Escribe: Jhon Smith

En un momento crucial para la seguridad nacional de Estados Unidos y la estabilidad de América Latina, el presidente Donald Trump ha demostrado una vez más su liderazgo inquebrantable al responder con firmeza y claridad a las provocaciones del mandatario colombiano Gustavo Petro. Trump, con su característica franqueza, ha puesto el dedo en la llaga al señalar la grave crisis que afecta a Colombia bajo el gobierno actual, gobernado por un líder que, según sus palabras precisas, «le gusta producir cocaína y venderla a los Estados Unidos». Trump ha enfatizado que Gustavo Petro cuenta con «procesadoras de cocaína y fábricas de cocaína»,lo que representa una amenaza directa para millones de estadounidenses que sufren las consecuencias devastadoras del narcotráfico.
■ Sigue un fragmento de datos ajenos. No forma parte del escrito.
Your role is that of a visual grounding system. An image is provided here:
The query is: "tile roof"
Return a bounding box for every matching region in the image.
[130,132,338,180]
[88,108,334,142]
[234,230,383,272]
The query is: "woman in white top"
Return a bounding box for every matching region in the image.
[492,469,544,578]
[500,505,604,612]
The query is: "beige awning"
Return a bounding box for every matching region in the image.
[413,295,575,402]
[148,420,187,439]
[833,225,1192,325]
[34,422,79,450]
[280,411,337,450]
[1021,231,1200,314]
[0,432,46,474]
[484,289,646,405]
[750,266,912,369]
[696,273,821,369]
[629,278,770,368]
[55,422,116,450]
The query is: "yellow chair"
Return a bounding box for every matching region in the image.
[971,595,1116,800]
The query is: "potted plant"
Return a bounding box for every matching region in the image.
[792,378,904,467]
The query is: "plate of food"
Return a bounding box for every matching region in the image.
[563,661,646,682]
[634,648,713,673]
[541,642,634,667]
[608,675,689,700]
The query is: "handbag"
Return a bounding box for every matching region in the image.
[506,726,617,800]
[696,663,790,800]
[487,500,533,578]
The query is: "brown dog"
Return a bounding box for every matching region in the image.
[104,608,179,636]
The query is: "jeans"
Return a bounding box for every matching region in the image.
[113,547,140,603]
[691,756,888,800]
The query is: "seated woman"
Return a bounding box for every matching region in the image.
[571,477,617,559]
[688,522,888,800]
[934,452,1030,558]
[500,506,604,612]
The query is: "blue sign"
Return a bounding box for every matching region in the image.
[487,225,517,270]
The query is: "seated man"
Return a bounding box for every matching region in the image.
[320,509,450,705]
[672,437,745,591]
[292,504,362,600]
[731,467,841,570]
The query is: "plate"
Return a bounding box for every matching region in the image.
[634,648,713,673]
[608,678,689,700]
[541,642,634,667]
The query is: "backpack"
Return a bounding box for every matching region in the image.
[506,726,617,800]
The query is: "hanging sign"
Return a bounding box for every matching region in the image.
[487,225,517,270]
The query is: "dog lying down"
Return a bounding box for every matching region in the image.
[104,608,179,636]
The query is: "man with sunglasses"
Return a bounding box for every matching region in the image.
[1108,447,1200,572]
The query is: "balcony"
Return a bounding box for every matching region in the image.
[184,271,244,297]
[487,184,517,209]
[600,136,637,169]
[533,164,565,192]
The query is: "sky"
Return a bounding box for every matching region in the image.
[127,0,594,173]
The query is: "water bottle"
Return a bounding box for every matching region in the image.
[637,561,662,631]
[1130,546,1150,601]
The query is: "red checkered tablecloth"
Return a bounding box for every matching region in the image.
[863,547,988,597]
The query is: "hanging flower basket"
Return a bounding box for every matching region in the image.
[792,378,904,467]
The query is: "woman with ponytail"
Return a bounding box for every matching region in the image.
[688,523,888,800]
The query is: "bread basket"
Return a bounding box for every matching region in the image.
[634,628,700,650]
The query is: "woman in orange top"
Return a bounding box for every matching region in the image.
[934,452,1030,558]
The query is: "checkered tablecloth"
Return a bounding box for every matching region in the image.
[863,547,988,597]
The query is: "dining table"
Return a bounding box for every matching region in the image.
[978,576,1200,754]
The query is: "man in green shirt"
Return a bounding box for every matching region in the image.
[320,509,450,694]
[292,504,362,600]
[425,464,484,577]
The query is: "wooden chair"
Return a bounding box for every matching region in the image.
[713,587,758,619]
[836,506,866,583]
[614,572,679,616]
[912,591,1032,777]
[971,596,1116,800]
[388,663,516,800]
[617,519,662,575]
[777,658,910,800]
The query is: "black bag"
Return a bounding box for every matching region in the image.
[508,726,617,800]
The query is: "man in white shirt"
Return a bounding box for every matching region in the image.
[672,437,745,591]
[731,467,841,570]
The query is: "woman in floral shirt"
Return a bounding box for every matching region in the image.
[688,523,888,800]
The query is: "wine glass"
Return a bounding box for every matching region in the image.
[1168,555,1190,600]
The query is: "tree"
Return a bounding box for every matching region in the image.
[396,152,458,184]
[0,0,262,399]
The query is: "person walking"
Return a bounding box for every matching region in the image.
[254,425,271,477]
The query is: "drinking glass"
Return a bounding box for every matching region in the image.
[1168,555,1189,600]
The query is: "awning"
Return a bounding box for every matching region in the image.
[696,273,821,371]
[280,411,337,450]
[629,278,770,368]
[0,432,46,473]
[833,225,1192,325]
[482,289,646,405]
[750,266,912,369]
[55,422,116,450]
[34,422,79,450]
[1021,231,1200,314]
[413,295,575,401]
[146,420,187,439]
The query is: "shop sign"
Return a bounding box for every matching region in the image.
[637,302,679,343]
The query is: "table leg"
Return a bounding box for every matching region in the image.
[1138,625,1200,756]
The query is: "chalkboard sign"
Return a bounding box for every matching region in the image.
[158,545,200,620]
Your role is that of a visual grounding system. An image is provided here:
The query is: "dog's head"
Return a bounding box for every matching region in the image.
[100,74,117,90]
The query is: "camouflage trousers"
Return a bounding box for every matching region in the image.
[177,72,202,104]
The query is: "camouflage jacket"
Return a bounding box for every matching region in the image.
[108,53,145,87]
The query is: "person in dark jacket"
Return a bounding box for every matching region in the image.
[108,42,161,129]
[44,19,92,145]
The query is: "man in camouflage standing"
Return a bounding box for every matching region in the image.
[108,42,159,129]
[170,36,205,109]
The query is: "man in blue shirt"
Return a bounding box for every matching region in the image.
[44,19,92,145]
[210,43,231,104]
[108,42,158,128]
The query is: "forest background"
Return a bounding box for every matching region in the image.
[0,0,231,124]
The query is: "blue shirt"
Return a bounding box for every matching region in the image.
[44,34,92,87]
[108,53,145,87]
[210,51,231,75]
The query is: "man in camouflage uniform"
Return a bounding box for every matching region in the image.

Trump ha enviado un mensaje poderoso y necesario «No va a estar haciéndolo por mucho tiempo». Esta afirmación refleja la determinación de un líder que prioriza la protección de su nación por encima de protocolos vacíos, recordándonos que durante su administración anterior se lograron avances históricos en la reducción del flujo de drogas desde la región. Al no descartar acciones decisivas incluso respondiendo afirmativamente a la posibilidad de una operación militar con un «suena bien para mí», Trump está defendiendo el interés superior de erradicar fuentes de inestabilidad que alimentan el crimen organizado y financian regímenes hostiles.